The protocol for transferring the stories from them to ancient Burroughs word processors (no Spider Solitaire games on those babies) at the office involved enough cabling to strangle an elephant and a voodoo priest to oversee, but still we were happy to be in the electronic age.

Years later, I'm receiving grandbaby photos on my phone, texting racers and their publicists, transferring hundreds of megabytes worth of photos from Indiana to California each night to produce a daily newspaper, and sharing it with all of you here.

Landing in Ontario around noon, about an hour behind schedule, I walked out of the dark of the terminal into the bright sunlight of a scorching Ontario day -– I left Indy for this? –- but at least it had cooled over the last few days to 105 degrees (a downright nippy 102 when I snapped this pic after pulling into the DRAGSTER parking lot 20 minutes later). The rest of the staff is either still in the air or headed home after arriving with me, eager to enjoy a little family time before diving back into the work tomorrow; not that they won’t be stealing a little monitor time tonight to polish the pieces they'll hand in tomorrow morning. Me, I'm just catching up on some e-mail and this column while I await the call that the little guy's on his way home from the hospital, then I'm outta here.

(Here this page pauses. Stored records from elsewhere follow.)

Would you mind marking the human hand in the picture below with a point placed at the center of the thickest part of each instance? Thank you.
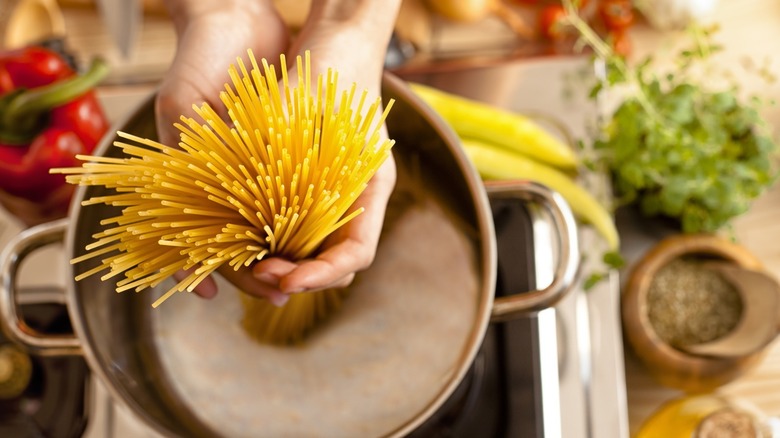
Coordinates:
(211, 35)
(345, 47)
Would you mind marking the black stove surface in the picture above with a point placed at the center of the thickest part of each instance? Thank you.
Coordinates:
(498, 396)
(53, 403)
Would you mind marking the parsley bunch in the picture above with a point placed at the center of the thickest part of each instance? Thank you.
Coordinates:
(678, 149)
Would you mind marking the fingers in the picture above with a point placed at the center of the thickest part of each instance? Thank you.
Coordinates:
(350, 249)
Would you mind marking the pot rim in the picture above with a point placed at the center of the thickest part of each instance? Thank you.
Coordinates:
(487, 253)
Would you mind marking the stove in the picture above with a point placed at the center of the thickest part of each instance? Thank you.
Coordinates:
(552, 373)
(42, 396)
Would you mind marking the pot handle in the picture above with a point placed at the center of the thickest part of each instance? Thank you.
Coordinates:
(14, 327)
(507, 307)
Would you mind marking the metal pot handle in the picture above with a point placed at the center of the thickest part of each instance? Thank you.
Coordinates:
(15, 328)
(507, 307)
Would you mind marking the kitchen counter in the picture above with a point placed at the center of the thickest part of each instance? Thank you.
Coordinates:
(746, 28)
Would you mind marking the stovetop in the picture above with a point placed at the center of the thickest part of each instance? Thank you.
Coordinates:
(44, 396)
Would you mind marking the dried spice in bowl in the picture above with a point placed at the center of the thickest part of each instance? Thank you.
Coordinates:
(688, 303)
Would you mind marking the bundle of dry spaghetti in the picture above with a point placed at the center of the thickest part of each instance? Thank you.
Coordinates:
(274, 180)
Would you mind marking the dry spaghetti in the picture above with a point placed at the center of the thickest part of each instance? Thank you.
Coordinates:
(275, 179)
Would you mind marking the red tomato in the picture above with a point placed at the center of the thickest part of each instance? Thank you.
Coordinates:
(552, 22)
(621, 43)
(616, 14)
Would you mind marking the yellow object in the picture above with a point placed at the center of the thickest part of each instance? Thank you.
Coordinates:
(510, 130)
(496, 163)
(462, 10)
(274, 180)
(704, 416)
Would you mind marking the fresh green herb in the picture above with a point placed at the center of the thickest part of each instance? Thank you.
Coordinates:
(676, 148)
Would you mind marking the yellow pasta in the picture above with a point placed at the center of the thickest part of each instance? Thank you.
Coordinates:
(274, 180)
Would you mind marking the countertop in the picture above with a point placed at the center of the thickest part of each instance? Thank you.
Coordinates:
(749, 29)
(746, 29)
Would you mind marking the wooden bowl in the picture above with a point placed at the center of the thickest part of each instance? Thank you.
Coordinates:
(667, 364)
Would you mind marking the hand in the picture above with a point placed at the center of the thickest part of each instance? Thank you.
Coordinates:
(345, 47)
(212, 34)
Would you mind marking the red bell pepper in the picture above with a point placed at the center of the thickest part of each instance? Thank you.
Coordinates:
(48, 114)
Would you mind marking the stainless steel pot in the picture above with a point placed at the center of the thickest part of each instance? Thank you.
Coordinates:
(379, 367)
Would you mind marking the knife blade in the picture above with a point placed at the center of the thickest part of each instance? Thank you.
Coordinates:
(122, 19)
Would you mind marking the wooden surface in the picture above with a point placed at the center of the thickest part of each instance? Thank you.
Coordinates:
(748, 28)
(749, 32)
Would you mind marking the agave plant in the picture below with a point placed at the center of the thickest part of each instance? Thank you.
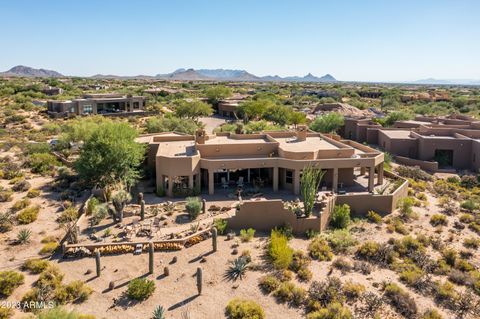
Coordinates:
(159, 313)
(237, 268)
(23, 236)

Teresa Long and Jerry Foss of the photo department left Indy Monday morning (I just don't know how they can do that …) to get back here to sort through the thousands of images snapped over the weekend in preparation for tomorrow's first detailed staff confab on how we're going to portray this event. I can already tell you that, as is our tradition, all four Pro winners will grace this week's cover. It's just too damn hard any year to tell someone they won Indy but didn't earn a cover, let alone with three first-time Big Go winners.

NHRA members can look forward to seeing our coverage online later this week in the Members section of the site, but for right now, it's all in the capable minds and the fast fingers of the staff.